Designed by Gensler, the new building will feature galleries, media labs, classrooms, darkrooms, shooting studios, a shop, café, research library and public event spaces, as well as a glass façade that will make the galleries visible from the street. The new building will serve as the cultural anchor of a $1.9bn six-acre development called Essex Crossing, a mix of residences, offices, a movie multiplex, green space and shops including a vast food market.
It is the fourth location for the ICP since it was founded by the Magnum photographer Cornell Capa in 1974 and it is far bigger than its previous sites, including its most recent exhibition space on the Bowery, which shut down at the end of last June in anticipation of the move. The ICP’s school, with an enrollment of around 3,500 students from 33 different countries, is relocating from its Midtown Manhattan location near Bryant Park.
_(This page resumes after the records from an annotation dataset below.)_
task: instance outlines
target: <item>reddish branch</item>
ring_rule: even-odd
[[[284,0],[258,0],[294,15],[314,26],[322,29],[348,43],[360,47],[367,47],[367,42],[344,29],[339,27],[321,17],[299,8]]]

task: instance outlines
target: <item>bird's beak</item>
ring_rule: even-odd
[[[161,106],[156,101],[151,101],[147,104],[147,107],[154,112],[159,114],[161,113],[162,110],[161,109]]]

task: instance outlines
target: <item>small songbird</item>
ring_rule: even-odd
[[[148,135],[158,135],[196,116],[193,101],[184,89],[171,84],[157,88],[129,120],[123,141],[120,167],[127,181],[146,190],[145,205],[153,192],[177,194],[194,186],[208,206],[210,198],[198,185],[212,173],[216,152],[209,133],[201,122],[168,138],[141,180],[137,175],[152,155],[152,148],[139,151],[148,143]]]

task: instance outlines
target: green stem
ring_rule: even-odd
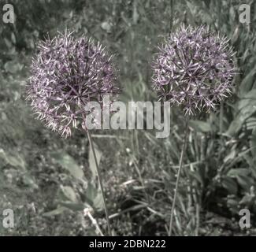
[[[104,194],[104,191],[103,191],[102,180],[100,176],[99,169],[98,169],[98,161],[97,161],[96,154],[95,154],[95,146],[94,146],[93,142],[91,140],[91,133],[89,131],[87,131],[87,135],[88,135],[89,143],[90,143],[90,146],[91,146],[91,148],[92,150],[92,154],[93,154],[93,157],[94,157],[94,160],[95,160],[95,166],[96,166],[96,172],[97,172],[97,176],[98,176],[98,183],[99,183],[99,188],[102,192],[102,195],[103,205],[104,205],[104,209],[105,209],[106,222],[107,222],[107,225],[108,225],[109,235],[112,236],[109,213],[108,213],[108,209],[107,209],[106,205],[106,198],[105,198],[105,194]]]
[[[180,154],[180,158],[179,169],[178,169],[178,173],[177,173],[177,178],[176,178],[176,180],[174,196],[173,196],[173,206],[172,206],[171,218],[170,218],[170,226],[169,226],[169,236],[172,235],[175,204],[176,204],[176,200],[177,194],[178,194],[179,181],[180,181],[180,172],[181,172],[182,165],[183,165],[183,158],[184,158],[185,147],[186,147],[186,143],[187,143],[187,129],[188,129],[188,117],[186,117],[186,123],[185,124],[185,124],[185,135],[184,135],[184,143],[183,143],[182,150],[181,150],[181,154]]]

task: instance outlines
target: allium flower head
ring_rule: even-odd
[[[113,56],[101,44],[65,32],[38,44],[27,87],[27,99],[38,118],[65,137],[72,128],[87,130],[88,102],[102,105],[120,92]]]
[[[232,92],[236,73],[228,39],[204,26],[177,30],[158,46],[153,87],[160,100],[181,106],[185,115],[214,109]]]

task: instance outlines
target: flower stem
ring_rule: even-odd
[[[99,183],[99,188],[101,190],[102,195],[103,205],[104,205],[104,209],[105,209],[105,214],[106,214],[106,222],[107,222],[107,225],[108,225],[109,235],[112,236],[110,224],[109,224],[109,217],[108,209],[107,209],[106,205],[106,198],[105,198],[105,194],[104,194],[104,190],[103,190],[103,186],[102,186],[102,178],[100,176],[99,169],[98,169],[98,161],[97,161],[96,154],[95,154],[95,150],[94,144],[93,144],[93,142],[91,140],[91,133],[90,133],[89,131],[87,131],[87,135],[88,135],[89,143],[90,143],[90,146],[91,146],[91,150],[92,150],[94,160],[95,160],[95,162],[97,176],[98,176],[98,183]]]
[[[169,226],[169,236],[172,235],[173,214],[174,214],[176,200],[177,194],[178,194],[179,181],[180,181],[180,172],[181,172],[182,165],[183,165],[183,158],[184,158],[186,143],[187,143],[187,129],[188,129],[188,117],[186,117],[186,122],[185,122],[185,135],[184,135],[184,143],[183,143],[183,146],[182,146],[180,158],[179,169],[178,169],[178,173],[177,173],[177,178],[176,180],[174,196],[173,196],[173,206],[172,206],[171,218],[170,218],[170,226]]]

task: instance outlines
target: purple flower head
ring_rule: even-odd
[[[185,115],[215,109],[232,93],[237,72],[228,39],[208,28],[183,26],[158,46],[153,87],[160,100],[181,106]]]
[[[120,93],[113,56],[101,44],[71,32],[40,41],[32,65],[27,99],[46,125],[68,137],[72,128],[87,130],[85,106]]]

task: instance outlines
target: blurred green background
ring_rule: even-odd
[[[235,94],[189,123],[179,189],[177,235],[256,235],[256,43],[254,1],[8,0],[14,24],[0,19],[0,220],[14,211],[14,228],[1,235],[95,235],[84,207],[103,232],[106,223],[86,134],[63,139],[34,119],[25,83],[38,39],[66,28],[102,42],[116,54],[120,99],[156,101],[150,62],[162,37],[181,24],[208,24],[231,39],[240,73]],[[250,6],[250,24],[239,7]],[[2,12],[2,14],[4,11]],[[111,225],[118,235],[166,235],[184,136],[172,109],[171,135],[149,130],[93,132]],[[241,229],[239,212],[250,210]]]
Mark Lubell, the centre's executive director, says that the new building devotes 10,400 sq. ft to galleries. “One of the biggest differences will be uniting the exhibition space with the energy of the school and its students, who are themselves visual authors,” he says in an interview. “The exhibitions will be built into the curriculum, and the students through their own voices will bring attention to specific issues and have a larger impact” on programming.
Admission to the centre will be free on the first day. The opening exhibitions include a show drawn from ICP’s holdings of mid-20th-century photographs taken on the Lower East Side, analysing the role of images in narratives about a neighbourhood whose history is rooted in the immigrant experience. A solo show subtitled I Can Make You Feel Good will feature works by the photographer and filmmaker Tyler Mitchell that explore black identity, including “black beauty as an act of justice”.
James Coupe: Warriors will present a series of moving images in which museum visitors are digitally inserted into the 1979 cult film The Warriors. And Contact High: A Visual History of Hip-Hop will feature four decades of contact sheets from major photographers documenting the hip-hop movement.
Lubell says that the new building implicitly poses the question of whether the institution, founded with a mission of socially "concerned photography", remains relevant today. “I think the ICP does matter, and the through line has been consistent,” he says.
At the same time, “concerned photography has definitely evolved, and in the 21st century it's taking many forms,” he adds. Cornell did not foresee the digitisation and democratisation of photography, he notes, in which “more pictures are now taken in 10 seconds than in the entire 19th century combined”.
“It’s having a profound impact on our society at large,” Lubell says, “and ICP can serve as a platform for these issues and debates.”